Somerset Wildlands is raising money to buy and manage land, allowing it to provide space for nature restoration and rewilding.
The Somerset Levels were once England’s Okavango Delta. From pelicans to lynx, beavers to sturgeons, it would have teemed with wildlife, much of it now gone. Somerset Wildlands is aimed at restoring some of that lost wildlife and wildness through a process of distributed rewilding. The Levels may never be what they were, but we have an opportunity to create a world-class wildlife core for the South-West of England and beyond.
Wild stepping stones
Somerset Wildlands is using a process of distributed rewilding, which we are calling ‘stepping stones’. This will seek to develop a network of sites throughout the Levels – some small, some large. Each of these will be managed in as light-touch a way as is practical using tools such as natural regeneration and succession, light grazing, re-wetting etc. In contrast to standard conservation which seeks areas of high value to nature and then protects them, we will acquire areas of normal farmland and allow them to develop as spaces for nature. Over time this will create numerous ‘islands of wildness’ – providing refuges and diversity within the overall landscape.

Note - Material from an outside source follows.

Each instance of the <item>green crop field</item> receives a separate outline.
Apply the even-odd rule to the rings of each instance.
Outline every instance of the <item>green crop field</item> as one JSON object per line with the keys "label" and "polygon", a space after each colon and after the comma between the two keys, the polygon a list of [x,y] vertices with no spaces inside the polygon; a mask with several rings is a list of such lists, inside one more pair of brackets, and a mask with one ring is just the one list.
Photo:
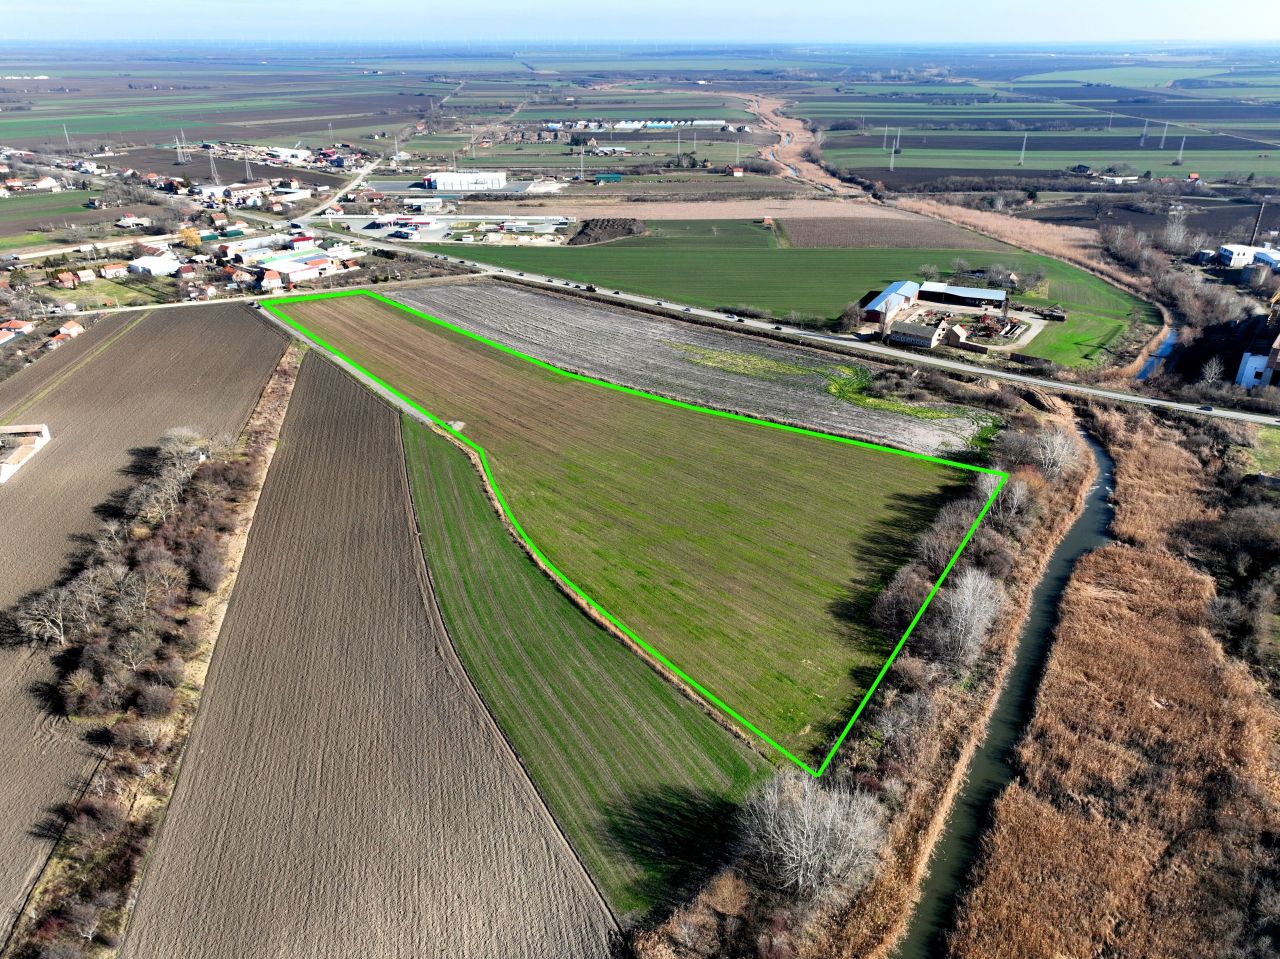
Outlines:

Our journey began in 2016 when our Director purchased a few small fields in the Levels and began a gentle process of small-scale rewilding, allowing nature to take its course, and watching as plants and animals colonised the space. You can read more about that project at http://www.godneymarshes.com
Over time we will seek to reintroduce and reinforce wildlife which has been lost from the Levels – from small animals like harvest mice or glow worms to working with others to create the conditions where larger animals such as pelicans or lynx can return. If larger animals already present in Britain return by themselves – for example wild boar, beaver or sea eagle – we will welcome them with open arms.
Connections with nature
As we restore wildlife to parts of the Levels we will seek ways to reconnect people with nature – through practical activities like nature surveys, school excursions or small scale reintroductions. We will also be alert to opportunities to bring wildlife into the cities, starting with Bristol where many of our supporters live and work. This may include urban orchards and gardens, campaigns to change planning to benefit wildlife, education and events
Alongside buying land directly we will build a network of rewilding and restoration sites owned by other landowners in the area. These affiliated sites will form part of the stepping stones network.